2026-04-19 17:01:27 +00:00

feat(phase1): workflow versioning + typed flow inputs (#5)

timur referenced this issue

2026-04-19 18:03:05 +00:00

Phase 3: Benchmark flow — statistics per workflow version #7

timur referenced this issue from a commit

2026-04-19 18:07:21 +00:00

feat(phase4): pick_version — request-based version router (#8)

timur commented

2026-04-19 18:08:06 +00:00

Author

Owner

Backend landed: `05a3ef7`

Phase 4 is functional. For brevity I implemented pick_version as a server method directly rather than a separate flow template — the scoring math is deterministic and easier to read/test in Rust than in a 3-node DAG. A pick_version_flow template with an AI-based difficulty rater can be added later as a layered improvement (my current difficulty is a length-based heuristic).

What's live

RPC method:

pick_version(workflow_sid, user_request, preferences_json) -> str — returns JSON string with {version_sid, confidence, difficulty, reasoning, considered: [...]}

Algorithm:

Parse preferences (cost_weight/speed_weight/accuracy_weight) with equal-third defaults; re-normalize to sum 1.0
Heuristic difficulty rating from request length+word count, clamped to [0.2, 0.9]
For each workflow version, fetch its latest Benchmark
Normalize cost + duration across candidates
Shift accuracy weight upward as difficulty rises: adj_acc_w = acc_w * (1 + difficulty) then re-normalize
Score: (1 - norm_cost) * cost_w + (1 - norm_dur) * speed_w + norm_success_rate * adj_acc_w
Confidence = 1 - runner_up_score / winner_score (gap-based)

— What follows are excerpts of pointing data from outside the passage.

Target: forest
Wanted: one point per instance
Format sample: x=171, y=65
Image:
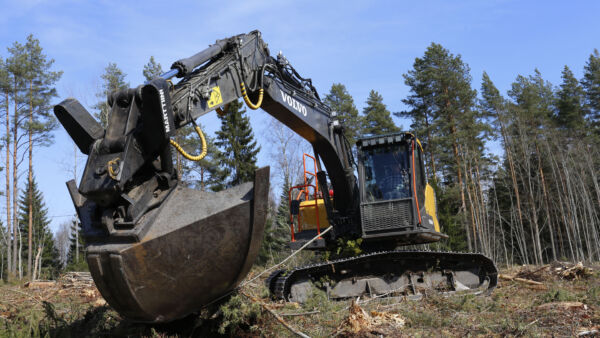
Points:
x=515, y=173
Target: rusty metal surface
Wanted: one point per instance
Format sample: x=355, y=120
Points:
x=199, y=246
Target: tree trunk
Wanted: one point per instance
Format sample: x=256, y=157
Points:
x=36, y=266
x=30, y=193
x=7, y=192
x=14, y=186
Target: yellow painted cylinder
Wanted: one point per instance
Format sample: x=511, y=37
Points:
x=308, y=215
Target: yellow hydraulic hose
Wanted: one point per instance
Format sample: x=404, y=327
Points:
x=247, y=100
x=188, y=156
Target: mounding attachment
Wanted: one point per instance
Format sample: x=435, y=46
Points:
x=197, y=247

Fallback: no benchmarks → current_version_sid with confidence 0.0

Verified

# Fresh workflow (no benchmarks)
pick_version(wf=00dv, user_request='simple ping', preferences='')
→ version_sid=00dw (current), confidence=0.0, reasoning='No benchmarked versions...'

# Benchmarked workflow, cost-weighted prefs
pick_version(wf=00dn, user_request='list services',
             preferences={cost:0.5, speed:0.3, accuracy:0.2})
→ version_sid=00do (v1), confidence=1.0, difficulty=0.20
  reasoning: 'Picked v1 (score 0.712) from 1 benchmarked versions.
              Difficulty=0.20 shifted accuracy weight to 0.23
              (cost 0.48, speed 0.29).'

# Complex multi-step request (~1000 chars)
pick_version(wf=00dn, user_request='...audit calendar across timezones...' * 2)
→ difficulty=0.69 (vs 0.20 for 'simple ping')  ✓

Remaining

pick_version RPC picks best version from benchmarks + weights
Fallback to current when no benchmarks exist
Difficulty-aware weight adjustment (harder = more accuracy weight)
Confidence score based on winner-vs-runner-up gap
pick_version_flow template with AI-based difficulty node — would replace the current heuristic. Recommend as a follow-up once Phase 3 has richer benchmark data to differentiate versions.
UI: "Route" button with preview + run modes, preferences sliders
Integration test: 2 benchmarked versions (cheap vs accurate), verify simple requests pick cheap / complex requests pick accurate

Summary of all four phases

All four backends are live:

Phase	Commit	Status
#5 Versioning + typed inputs	`d5b3c95`	Backend ✓, UI TODO
#6 Typed example values	`671d026`	Backend ✓, UI TODO
#7 Benchmark flow	`98831aa`	Backend ✓, UI TODO
#8 Version router	`05a3ef7`	Backend ✓, UI TODO

All four are functional end-to-end from the RPC surface. UI wiring is the remaining common thread — it's a bigger chunk of work that fits better as its own issue covering all phases' UI needs cohesively.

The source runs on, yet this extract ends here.